FDA to Test Glyphosate Residues in Food for First Time This Year

FDA to Test Glyphosate Residues in Food for First Time This Year

Two years back, US Government Accountability Office (GAO) criticized US Food and Drug Administration (FDA) for lack of monitoring the presence of glyphosate residues in food. The agency has now come up with a method capable of testing residue of glyphosate, one of the most widely used herbicide globally, produced under trade name Roundup by the agrochemical corporation Monsanto.

A last year analysis of 400 studies on glyphosate by the World Health Organization International Agency for Research and Cancer called the herbicide ‘probably carcinogenic to humans’. Glyphosate is currently banned in many countries. It often becomes a subject of hot debate for its potential to harm environment and cause health related troubles. Glyphosate is an organophosphorus, broad systemic herbicide used to kill weeds particularly annual broadleaf weeds and grasses.

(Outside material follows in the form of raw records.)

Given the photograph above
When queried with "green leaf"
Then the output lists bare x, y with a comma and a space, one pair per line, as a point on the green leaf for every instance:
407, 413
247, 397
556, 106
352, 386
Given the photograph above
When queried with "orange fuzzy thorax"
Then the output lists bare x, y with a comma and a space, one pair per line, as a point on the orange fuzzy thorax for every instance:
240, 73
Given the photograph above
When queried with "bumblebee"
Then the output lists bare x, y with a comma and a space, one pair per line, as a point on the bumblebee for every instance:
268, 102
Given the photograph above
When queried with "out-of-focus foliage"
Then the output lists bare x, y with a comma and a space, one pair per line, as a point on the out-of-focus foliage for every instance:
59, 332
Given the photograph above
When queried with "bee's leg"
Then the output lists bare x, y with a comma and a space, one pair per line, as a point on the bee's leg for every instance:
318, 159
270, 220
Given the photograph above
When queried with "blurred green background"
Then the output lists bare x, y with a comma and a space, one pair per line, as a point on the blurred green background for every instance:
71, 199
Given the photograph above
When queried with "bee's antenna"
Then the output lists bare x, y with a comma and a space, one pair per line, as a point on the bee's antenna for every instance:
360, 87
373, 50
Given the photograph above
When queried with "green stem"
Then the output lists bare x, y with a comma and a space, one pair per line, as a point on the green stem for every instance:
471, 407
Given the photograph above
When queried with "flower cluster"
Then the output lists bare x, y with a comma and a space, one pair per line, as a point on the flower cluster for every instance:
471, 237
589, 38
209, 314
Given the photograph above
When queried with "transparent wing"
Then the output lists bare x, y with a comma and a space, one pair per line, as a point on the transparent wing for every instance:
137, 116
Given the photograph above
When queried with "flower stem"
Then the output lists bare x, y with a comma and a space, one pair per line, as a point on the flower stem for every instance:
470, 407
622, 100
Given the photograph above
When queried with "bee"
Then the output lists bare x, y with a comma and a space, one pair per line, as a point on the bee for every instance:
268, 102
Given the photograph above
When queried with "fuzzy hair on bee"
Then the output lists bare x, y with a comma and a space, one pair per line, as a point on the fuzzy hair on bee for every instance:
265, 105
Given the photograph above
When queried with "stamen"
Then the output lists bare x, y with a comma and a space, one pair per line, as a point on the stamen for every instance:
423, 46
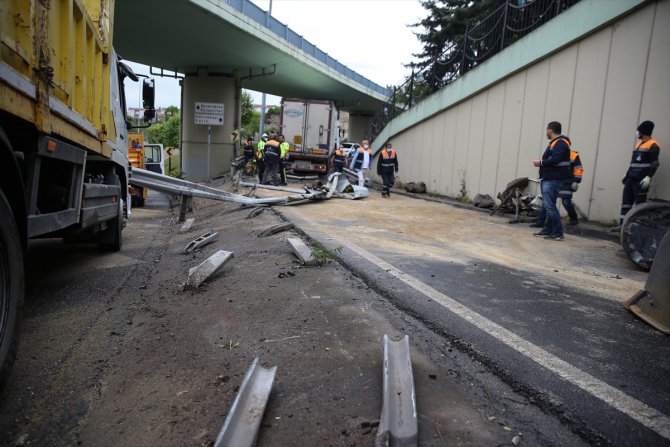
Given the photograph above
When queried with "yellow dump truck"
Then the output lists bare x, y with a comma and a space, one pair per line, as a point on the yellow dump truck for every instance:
63, 137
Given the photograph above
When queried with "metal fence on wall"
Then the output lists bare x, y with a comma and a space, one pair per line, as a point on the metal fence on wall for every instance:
483, 39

Lauren Sucher, FDA press officer, announced that the agency will examine glyphosate residues on soybean, corn, milk, and eggs through the help of its latest devised test, this year. Till now, high cost and labor intensive methods have caused delay in testing glyphosate. It can be possible that less amount of glyphosate residues will be found in genetically engineered corn and soybeans as they are highly processed foods.

Monsanto has been developing glyphosate for US crops and is dominating the pesticide market with this chemical. Now, it is the most used agricultural pesticide worldwide. Monsanto is not afraid of tests results, rather is assertive. It claimed that the level of glyphosate used in food is safe and does not exceed more than a fraction of EPA’s very conservative Allowable Daily Intake or any level of concern.

“If FDA does move forward with residue testing in a scientifically rigorous manner, we are confident it will reaffirm the safe use of this vital tool used safely and effectively by farmers, landowners and homeowners around the world,” said Charla Lord, Monsanto spokeswoman.